Verbund

MICROEXPLORATION

Gefäßverkalkungen sind ein bekanntes Risiko für Herz-Kreislauferkrankungen. Insbesondere kleinste Verkalkungen der Gefäßwand, sogenannte Mikrokalzifikationen, könnten hierfür bedeutsam sein: Sie begünstigen möglicherweise, dass krankhafte Ablagerungen in Gefäßen, sogenannte atherosklerotische Plaques, sich lösen und beispielsweise einen Herzinfarkt verursachen. Trotz der großen klinischen Bedeutung von Gefäßverkalkungen im Allgemeinen ist bislang unklar, welche Rolle Mikroverkalkungen spielen und ob sie medikamentös behandelt werden können.

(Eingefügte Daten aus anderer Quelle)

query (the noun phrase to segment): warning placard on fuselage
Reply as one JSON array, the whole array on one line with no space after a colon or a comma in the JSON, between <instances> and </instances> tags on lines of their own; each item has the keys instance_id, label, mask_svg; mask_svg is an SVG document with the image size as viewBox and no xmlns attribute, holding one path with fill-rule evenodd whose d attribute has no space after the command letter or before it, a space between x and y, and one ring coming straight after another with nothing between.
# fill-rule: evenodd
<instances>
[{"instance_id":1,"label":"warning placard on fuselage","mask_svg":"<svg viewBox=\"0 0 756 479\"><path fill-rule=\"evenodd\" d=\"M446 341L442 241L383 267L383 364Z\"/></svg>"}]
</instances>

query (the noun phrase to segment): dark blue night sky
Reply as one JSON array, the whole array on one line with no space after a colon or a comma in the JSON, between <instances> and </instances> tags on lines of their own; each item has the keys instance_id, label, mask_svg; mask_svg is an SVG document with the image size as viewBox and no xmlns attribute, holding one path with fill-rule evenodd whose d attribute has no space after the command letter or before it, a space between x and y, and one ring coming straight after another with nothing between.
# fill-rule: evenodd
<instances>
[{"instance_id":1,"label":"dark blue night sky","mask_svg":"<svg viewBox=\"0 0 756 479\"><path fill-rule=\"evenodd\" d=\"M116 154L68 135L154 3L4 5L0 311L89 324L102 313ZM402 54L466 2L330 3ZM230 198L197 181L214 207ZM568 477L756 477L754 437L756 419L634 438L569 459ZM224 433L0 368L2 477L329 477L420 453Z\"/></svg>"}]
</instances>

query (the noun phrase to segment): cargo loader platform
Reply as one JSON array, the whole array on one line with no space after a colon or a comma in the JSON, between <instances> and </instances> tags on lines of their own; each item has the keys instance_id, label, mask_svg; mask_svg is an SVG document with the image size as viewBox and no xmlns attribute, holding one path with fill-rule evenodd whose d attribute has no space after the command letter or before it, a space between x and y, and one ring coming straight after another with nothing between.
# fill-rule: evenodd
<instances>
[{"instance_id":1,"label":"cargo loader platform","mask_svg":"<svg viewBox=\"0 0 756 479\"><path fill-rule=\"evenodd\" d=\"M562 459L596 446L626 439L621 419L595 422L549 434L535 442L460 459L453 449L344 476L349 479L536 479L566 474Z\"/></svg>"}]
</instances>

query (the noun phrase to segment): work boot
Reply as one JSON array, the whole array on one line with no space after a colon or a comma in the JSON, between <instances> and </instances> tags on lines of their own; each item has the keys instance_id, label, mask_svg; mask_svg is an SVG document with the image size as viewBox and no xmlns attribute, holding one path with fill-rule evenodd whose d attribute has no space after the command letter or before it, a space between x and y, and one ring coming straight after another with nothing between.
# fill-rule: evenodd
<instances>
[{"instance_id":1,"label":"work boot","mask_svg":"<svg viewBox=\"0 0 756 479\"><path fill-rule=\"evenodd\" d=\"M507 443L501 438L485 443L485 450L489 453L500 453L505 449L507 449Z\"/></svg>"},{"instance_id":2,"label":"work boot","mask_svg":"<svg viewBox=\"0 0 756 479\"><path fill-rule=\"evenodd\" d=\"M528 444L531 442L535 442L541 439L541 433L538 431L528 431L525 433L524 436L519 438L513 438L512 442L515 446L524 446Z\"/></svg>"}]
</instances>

Der transnationale Verbund „MICROEXPLORATION“ hat daher zum Ziel, Mikroverkalkungen zu charakterisieren und ihre Entstehung zu unterbinden. Die Forscherinnen und Forscher testen sodann, ob Gefäßplaques sich hierdurch tatsächlich seltener lösen. Hierzu fokussieren sie auf einen neuartigen Mechanismus: Mikroverkalkungen beginnen offenbar in kleinen Bläschen, welche von Gefäßmuskelzellen abgesondert werden. Das Eiweiß Sortilin sowie ein besonderes Enzym, die "Gewebe-unspezifische Alkalische Phosphatase" (kurz „TNAP“), scheinen hierbei den Verkalkungsprozess in Gang zu setzen. Ziel des Projekts ist es, die Bedeutung der TNAP zu verstehen und dieses Enzym zu hemmen – eine vielversprechende Hemmsubstanz liegt den Wissenschaftlerinnen und Wissenschaftlern bereits vor. Für ihre Untersuchungen wenden sie vielschichtige Methoden an, z.B. verschiedene Zellkultur- und Tiermodelle. Sollte sich ihre Hypothese bestätigen, wäre dies ein neuartiger Ansatzpunkt, um die Loslösung von Plaques vermeiden zu können und kardiovaskuläre Erkrankungen zu behandeln.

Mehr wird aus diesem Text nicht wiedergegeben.